For those seeking more structured help, flight anxiety training programs can significantly reduce fear and be the first step towards relaxed flying. These programs offer various approaches, including informative sessions, hypnosis techniques, cognitive behavioral and exposure therapies, relaxation techniques, and breathing exercises [4]. Some programs are even offered in cooperation with airlines, allowing individuals to practice what they've learned [5].

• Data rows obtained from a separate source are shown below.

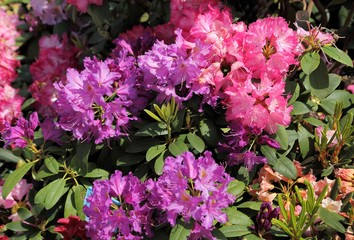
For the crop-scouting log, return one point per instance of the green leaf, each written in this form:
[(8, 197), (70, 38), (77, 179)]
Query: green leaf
[(97, 173), (236, 217), (282, 137), (285, 167), (52, 164), (338, 55), (14, 178), (236, 188), (304, 140), (79, 161), (309, 62), (51, 193), (69, 208), (292, 88), (154, 151), (180, 231), (152, 130), (177, 148), (235, 230), (8, 156), (129, 159), (331, 219), (322, 88), (152, 115), (299, 108), (79, 196), (208, 131), (251, 205), (24, 213), (142, 144), (159, 163), (196, 142)]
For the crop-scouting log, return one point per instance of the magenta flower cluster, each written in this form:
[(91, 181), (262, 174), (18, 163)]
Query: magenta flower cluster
[(188, 187)]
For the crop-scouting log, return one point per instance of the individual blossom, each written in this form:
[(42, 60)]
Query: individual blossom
[(193, 189), (270, 47), (93, 103), (71, 227), (55, 57), (10, 105), (118, 208), (82, 5), (264, 218), (8, 48), (50, 12), (16, 199), (22, 134)]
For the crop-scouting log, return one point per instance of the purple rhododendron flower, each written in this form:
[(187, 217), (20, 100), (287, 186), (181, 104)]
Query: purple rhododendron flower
[(94, 103), (22, 133), (118, 208), (192, 188)]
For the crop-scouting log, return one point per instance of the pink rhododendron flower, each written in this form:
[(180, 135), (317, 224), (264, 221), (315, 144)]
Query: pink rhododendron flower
[(270, 47), (22, 133), (82, 5), (10, 105), (8, 55), (55, 56), (49, 11), (17, 198), (331, 205)]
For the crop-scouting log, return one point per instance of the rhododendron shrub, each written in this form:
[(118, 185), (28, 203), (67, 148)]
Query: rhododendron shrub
[(176, 120)]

In severe cases, a psychiatrist or psychologist can diagnose and treat aviophobia [6]. It's important to remember that seeking help is a courageous step towards overcoming fear and enjoying the freedom of air travel.

References:

[1] Mayo Clinic. (2020). Fear of flying. [online] Available at: https://www.mayoclinic.org/diseases-conditions/fear-of-flying/symptoms-causes/syc-20352613

[2] Healthline. (2021). How to deal with fear of flying. [online] Available at: https://www.healthline.com/health/fear-of-flying

[3] Anxiety and Depression Association of America. (2021). Fear of Flying. [online] Available at: https://adaa.org/living-with-anxiety/specific-phobias/fear-of-flying

[4] Flight Aware. (2021). Flight anxiety training. [online] Available at: https://www.flightaware.com/learning/flight-anxiety-training/

[5] British Airways. (2021). Fear of flying. [online] Available at: https://www.britishairways.com/en-gb/information/special-assistance/fear-of-flying

[6] Johns Hopkins Medicine. (2021). Fear of flying. [online] Available at: https://www.hopkinsmedicine.org/health/conditions-and-diseases/fear-of-flying

  1. While science has shown that the risk of a plane crash is incredibly low, mental-health issues like aviophobia can make the prospect of air travel daunting for some individuals.
  2. Adopting self-help strategies such as deep breathing, cognitive behavioral therapy-based self-talk, and sensory imagination can help manage fear of flying without professional training.
  3. Traveling can be part of a healthy and balanced lifestyle, and with appropriate coping mechanisms, those with a fear of flying can minimize their anxiety and enjoy the benefits that come with air travel.